Complete nonsense, pinch to zoom is the most practical and logical method of employing zoom on a mobile device. The fact that it is something that is there is a patent for is scary. This entire case was nonsensical at best.
Yes, it is the most logical, given the existence of multi-touch displays, once you've seen it done.
Before that, user interfaces used +/- buttons, or a small representation of the full view with a panning rectangle in it that would control what portion of the zoomed in view you would see, or there was a fish-eye zoom right in the full view that could show more data. Many ways of accomplishing zoom, that were not pinch to zoom.
Users are notoriously afraid to try right clicking, or any other kind of interaction that's unguided, since they're afraid to mess things up. So hardware zoom buttons, or on-screen zoom buttons were more user friendly.Think of how many digital cameras use the lens zoom controls for zooming in and out, and the menu arrow buttons for panning the zoom. The same thing in DVD players.
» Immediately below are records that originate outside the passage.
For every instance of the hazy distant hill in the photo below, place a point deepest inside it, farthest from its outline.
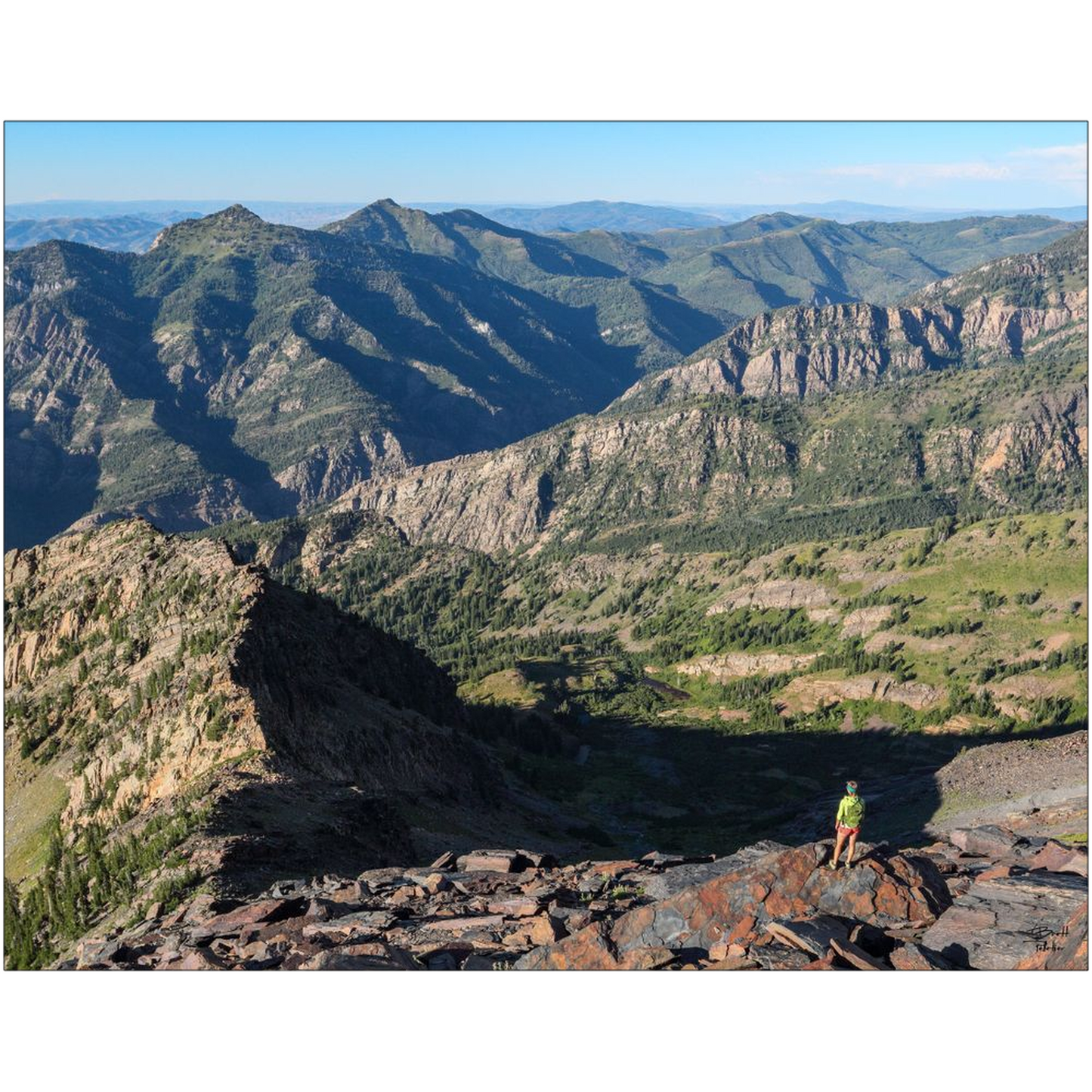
(602, 215)
(734, 270)
(110, 233)
(852, 212)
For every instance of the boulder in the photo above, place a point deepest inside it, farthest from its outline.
(912, 957)
(1057, 858)
(264, 911)
(787, 883)
(998, 843)
(812, 935)
(998, 923)
(495, 861)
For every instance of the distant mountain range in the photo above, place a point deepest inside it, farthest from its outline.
(110, 233)
(114, 224)
(242, 368)
(601, 215)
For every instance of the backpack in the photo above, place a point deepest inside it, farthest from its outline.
(854, 810)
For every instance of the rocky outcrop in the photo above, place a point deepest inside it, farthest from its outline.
(576, 473)
(806, 351)
(729, 665)
(1003, 920)
(806, 694)
(986, 898)
(151, 675)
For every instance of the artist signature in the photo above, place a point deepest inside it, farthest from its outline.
(1047, 942)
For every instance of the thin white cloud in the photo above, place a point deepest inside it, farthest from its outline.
(1063, 163)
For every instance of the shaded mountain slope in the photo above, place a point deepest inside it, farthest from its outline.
(159, 694)
(242, 367)
(777, 260)
(719, 442)
(1030, 306)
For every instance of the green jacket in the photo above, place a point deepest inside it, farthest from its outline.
(851, 810)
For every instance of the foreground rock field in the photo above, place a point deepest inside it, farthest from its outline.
(983, 898)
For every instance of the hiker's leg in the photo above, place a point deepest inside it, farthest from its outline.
(853, 846)
(839, 840)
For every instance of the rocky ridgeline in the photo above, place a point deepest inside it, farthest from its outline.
(986, 898)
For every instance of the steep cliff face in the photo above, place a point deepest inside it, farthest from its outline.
(243, 368)
(1025, 306)
(150, 679)
(679, 461)
(704, 461)
(803, 352)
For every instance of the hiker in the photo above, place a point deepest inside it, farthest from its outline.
(851, 810)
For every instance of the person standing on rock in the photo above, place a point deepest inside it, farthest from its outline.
(851, 812)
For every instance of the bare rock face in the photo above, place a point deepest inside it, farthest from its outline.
(732, 665)
(1001, 922)
(879, 889)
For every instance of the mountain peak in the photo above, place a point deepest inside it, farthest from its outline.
(235, 214)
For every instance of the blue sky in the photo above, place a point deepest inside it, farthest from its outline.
(988, 165)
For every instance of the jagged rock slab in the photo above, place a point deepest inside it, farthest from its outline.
(999, 923)
(679, 878)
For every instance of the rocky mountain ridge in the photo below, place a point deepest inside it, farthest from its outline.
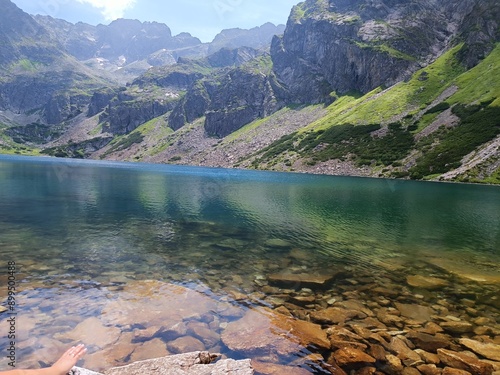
(402, 65)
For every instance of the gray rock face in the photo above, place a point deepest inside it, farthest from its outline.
(125, 116)
(130, 40)
(341, 46)
(243, 97)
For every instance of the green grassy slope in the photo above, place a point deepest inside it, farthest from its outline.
(382, 128)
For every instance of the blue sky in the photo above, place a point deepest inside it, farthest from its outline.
(202, 18)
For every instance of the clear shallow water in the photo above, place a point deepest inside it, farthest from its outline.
(88, 235)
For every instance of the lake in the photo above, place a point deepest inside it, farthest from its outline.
(140, 261)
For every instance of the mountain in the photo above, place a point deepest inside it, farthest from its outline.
(129, 47)
(39, 80)
(385, 88)
(257, 37)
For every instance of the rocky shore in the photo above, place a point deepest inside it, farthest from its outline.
(289, 309)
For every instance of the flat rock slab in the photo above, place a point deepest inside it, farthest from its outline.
(195, 363)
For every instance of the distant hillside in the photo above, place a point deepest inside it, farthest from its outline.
(390, 88)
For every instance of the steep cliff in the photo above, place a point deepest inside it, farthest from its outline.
(37, 75)
(337, 46)
(388, 88)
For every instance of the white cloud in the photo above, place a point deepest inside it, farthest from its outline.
(110, 9)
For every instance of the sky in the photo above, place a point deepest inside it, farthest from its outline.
(202, 18)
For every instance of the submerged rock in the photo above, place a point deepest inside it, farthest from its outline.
(488, 350)
(263, 330)
(465, 362)
(426, 282)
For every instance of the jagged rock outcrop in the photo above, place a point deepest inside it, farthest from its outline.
(341, 46)
(124, 116)
(234, 105)
(122, 41)
(199, 95)
(257, 37)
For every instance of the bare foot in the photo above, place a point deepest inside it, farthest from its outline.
(68, 360)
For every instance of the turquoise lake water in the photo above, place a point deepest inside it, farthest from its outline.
(80, 231)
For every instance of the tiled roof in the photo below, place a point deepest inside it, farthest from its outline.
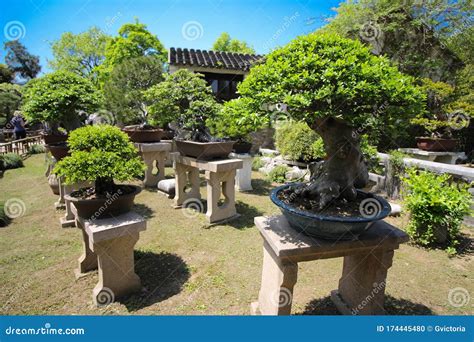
(212, 59)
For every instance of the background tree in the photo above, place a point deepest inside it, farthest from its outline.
(10, 100)
(335, 85)
(133, 40)
(79, 53)
(57, 98)
(124, 89)
(225, 43)
(6, 75)
(20, 61)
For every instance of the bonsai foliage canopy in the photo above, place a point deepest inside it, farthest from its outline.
(100, 154)
(56, 98)
(340, 89)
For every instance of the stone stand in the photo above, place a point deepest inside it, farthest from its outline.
(154, 155)
(220, 177)
(108, 246)
(243, 181)
(366, 262)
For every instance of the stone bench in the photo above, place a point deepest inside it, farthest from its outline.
(220, 178)
(366, 262)
(108, 245)
(154, 155)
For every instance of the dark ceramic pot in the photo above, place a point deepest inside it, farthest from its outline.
(332, 227)
(58, 150)
(204, 151)
(102, 207)
(54, 138)
(242, 147)
(143, 135)
(436, 145)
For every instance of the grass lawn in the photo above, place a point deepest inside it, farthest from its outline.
(188, 268)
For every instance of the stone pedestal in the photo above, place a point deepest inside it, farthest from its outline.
(243, 180)
(108, 246)
(154, 155)
(220, 178)
(366, 262)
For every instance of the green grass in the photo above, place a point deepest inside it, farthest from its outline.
(186, 266)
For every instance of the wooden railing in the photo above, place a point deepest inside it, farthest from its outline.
(20, 146)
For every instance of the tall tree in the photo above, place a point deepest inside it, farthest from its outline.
(20, 61)
(225, 43)
(134, 40)
(79, 53)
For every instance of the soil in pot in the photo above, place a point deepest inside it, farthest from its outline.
(90, 206)
(143, 134)
(205, 150)
(436, 144)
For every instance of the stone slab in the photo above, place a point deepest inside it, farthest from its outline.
(288, 243)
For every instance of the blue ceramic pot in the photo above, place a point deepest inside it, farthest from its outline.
(373, 208)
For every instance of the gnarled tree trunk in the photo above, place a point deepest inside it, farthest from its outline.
(343, 171)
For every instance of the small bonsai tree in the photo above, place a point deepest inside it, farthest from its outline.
(233, 121)
(338, 87)
(124, 89)
(184, 98)
(57, 98)
(100, 154)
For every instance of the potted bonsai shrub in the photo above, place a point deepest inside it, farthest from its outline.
(185, 99)
(232, 125)
(55, 100)
(435, 119)
(124, 95)
(101, 154)
(333, 84)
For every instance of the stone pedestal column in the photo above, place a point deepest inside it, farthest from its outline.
(154, 155)
(243, 179)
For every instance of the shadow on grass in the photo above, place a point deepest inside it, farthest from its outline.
(393, 306)
(144, 210)
(163, 276)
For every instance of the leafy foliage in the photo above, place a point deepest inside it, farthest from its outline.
(79, 53)
(278, 174)
(99, 153)
(183, 97)
(57, 97)
(133, 40)
(227, 44)
(322, 75)
(20, 61)
(296, 141)
(124, 89)
(435, 203)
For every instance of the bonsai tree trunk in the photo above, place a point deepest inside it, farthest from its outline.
(344, 169)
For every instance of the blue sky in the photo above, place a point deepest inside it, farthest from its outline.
(177, 23)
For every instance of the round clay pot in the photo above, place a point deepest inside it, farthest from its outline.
(143, 135)
(329, 227)
(98, 208)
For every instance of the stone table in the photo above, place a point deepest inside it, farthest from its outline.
(154, 155)
(243, 180)
(439, 157)
(220, 178)
(108, 245)
(366, 262)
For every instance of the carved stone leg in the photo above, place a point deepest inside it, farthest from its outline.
(276, 291)
(88, 260)
(362, 285)
(185, 174)
(218, 182)
(117, 275)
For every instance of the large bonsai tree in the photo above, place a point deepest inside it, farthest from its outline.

But once Apple aired TV commercials, and had animations on their website, showing pinch to zoom on their devices, it became the obviously best way to go. Because it had been demonstrated in a mass fashion. Which cost them money. To say that a gesture is intuitive, is really circular reasoning, because you have to accept that gestures at all are intuitive, which they're not, because people don't want to randomly touch at something on the screen. They either won't think to, or are worried of ill effects. Just the other day so many people thought that picture downloading in the Facebook app wasn't available, but you had to touch and continue holding. In retrospect, maybe an obvious gesture, but not initially.
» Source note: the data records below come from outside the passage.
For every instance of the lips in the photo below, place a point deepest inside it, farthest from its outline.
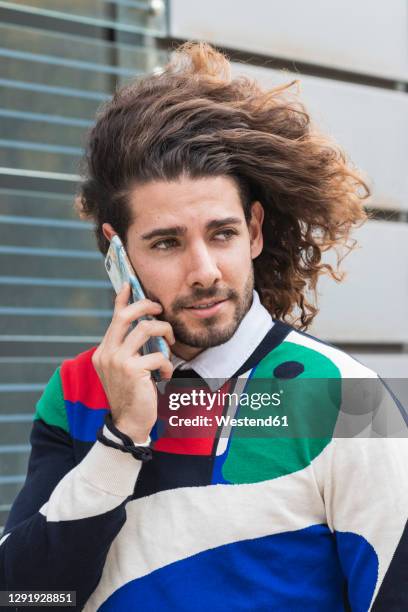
(207, 311)
(205, 304)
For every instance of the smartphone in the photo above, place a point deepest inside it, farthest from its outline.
(120, 270)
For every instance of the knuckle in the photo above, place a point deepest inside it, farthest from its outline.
(143, 326)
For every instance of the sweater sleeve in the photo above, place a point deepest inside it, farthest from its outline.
(366, 498)
(65, 518)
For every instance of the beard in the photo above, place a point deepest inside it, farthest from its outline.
(211, 332)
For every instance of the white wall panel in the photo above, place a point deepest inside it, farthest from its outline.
(367, 36)
(386, 365)
(370, 123)
(371, 304)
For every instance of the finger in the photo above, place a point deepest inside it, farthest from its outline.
(154, 361)
(142, 332)
(124, 316)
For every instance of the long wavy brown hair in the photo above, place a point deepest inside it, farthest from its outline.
(195, 119)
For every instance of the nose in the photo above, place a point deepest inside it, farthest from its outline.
(202, 267)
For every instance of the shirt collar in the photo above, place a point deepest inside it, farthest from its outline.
(223, 360)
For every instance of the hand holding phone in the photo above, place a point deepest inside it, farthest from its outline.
(120, 271)
(124, 370)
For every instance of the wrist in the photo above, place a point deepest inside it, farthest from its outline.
(140, 436)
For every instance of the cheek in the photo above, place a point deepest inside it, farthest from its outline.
(160, 282)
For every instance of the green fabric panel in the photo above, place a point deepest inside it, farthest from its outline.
(51, 406)
(310, 408)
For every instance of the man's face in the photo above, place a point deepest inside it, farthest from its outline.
(190, 245)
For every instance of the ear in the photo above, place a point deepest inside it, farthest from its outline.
(255, 229)
(108, 231)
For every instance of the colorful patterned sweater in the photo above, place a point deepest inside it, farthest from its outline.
(225, 524)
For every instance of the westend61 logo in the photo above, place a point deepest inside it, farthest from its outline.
(203, 399)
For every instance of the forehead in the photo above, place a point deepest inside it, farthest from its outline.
(185, 200)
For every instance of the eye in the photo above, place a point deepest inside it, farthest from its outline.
(227, 234)
(164, 245)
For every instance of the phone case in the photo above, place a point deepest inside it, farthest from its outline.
(120, 270)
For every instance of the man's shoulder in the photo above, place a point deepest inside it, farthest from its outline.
(72, 394)
(301, 353)
(80, 381)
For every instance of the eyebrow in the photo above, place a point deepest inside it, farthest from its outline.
(180, 230)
Never mind the technical issues of implementing multi-touch gestures. How does the system differentiate between a touch to click a link, and a touch to pan the view, or a touch that highlights text to copy? How does it differentiate between two clicks and two fingers touching the display, given that you'll never touch both fingers at exactly the same time. All of these things require thought, experimentation, and tuning. Just because it's easy for your finger to pinch to zoom doesn't mean it's trivial for the system to handle that occurence, which is likely how you developed the misconception of triviality.
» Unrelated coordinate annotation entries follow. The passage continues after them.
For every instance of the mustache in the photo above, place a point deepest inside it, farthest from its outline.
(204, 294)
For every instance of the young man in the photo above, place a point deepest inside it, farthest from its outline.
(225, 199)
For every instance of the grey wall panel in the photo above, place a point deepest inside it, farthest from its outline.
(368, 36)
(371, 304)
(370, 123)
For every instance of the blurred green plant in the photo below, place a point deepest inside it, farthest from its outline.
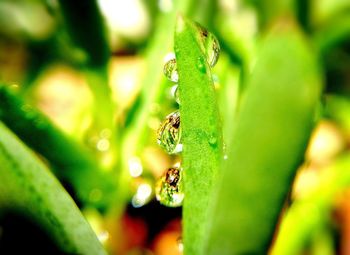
(28, 187)
(263, 98)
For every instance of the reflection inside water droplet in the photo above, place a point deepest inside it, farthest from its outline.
(174, 92)
(201, 65)
(169, 133)
(211, 45)
(170, 70)
(212, 139)
(169, 190)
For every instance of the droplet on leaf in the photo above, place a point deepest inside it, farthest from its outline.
(170, 70)
(169, 191)
(169, 133)
(211, 45)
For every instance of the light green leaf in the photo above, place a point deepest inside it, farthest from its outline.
(28, 187)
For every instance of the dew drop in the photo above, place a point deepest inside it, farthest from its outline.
(176, 95)
(174, 92)
(170, 70)
(211, 45)
(169, 191)
(201, 65)
(212, 140)
(169, 133)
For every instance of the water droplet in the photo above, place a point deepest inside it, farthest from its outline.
(180, 244)
(142, 196)
(170, 70)
(212, 140)
(135, 166)
(169, 133)
(176, 95)
(169, 191)
(174, 92)
(201, 65)
(211, 45)
(165, 5)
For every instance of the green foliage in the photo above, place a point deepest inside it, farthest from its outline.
(27, 186)
(70, 161)
(201, 132)
(270, 134)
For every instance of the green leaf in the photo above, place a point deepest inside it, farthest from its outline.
(70, 161)
(270, 134)
(201, 132)
(27, 186)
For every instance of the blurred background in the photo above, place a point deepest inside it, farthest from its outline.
(93, 71)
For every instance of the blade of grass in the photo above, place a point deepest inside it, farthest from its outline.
(137, 131)
(70, 161)
(270, 134)
(201, 133)
(27, 186)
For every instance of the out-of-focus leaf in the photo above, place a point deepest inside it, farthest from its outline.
(28, 187)
(270, 133)
(70, 162)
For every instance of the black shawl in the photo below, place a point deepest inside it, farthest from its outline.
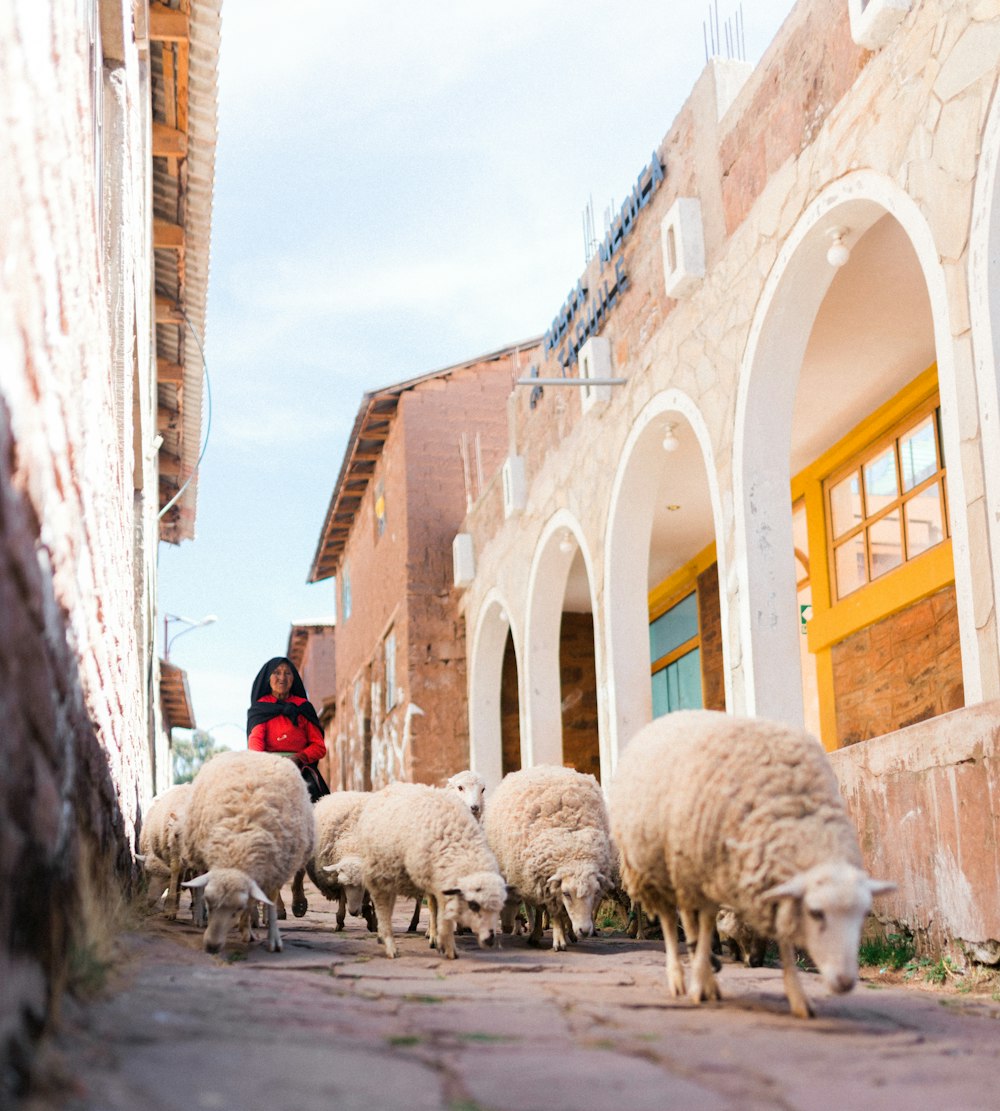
(260, 712)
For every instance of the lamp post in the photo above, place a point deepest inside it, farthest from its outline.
(175, 619)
It would be nice, as a consumer and tech user, for all ideas to enter into the commons, and the best ideas disseminate as rapidly as possible. But it takes many man-years to make complex software systems now a days, and hundreds of millions of dollars in capital costs to globally launch these hardware devices, with the logistics of part procurement, assembly, shipping, stocking, marketing, etc., so I can see why device manufacturers need patents. It's a balancing act between different stake holders getting what they need, to continue to survive.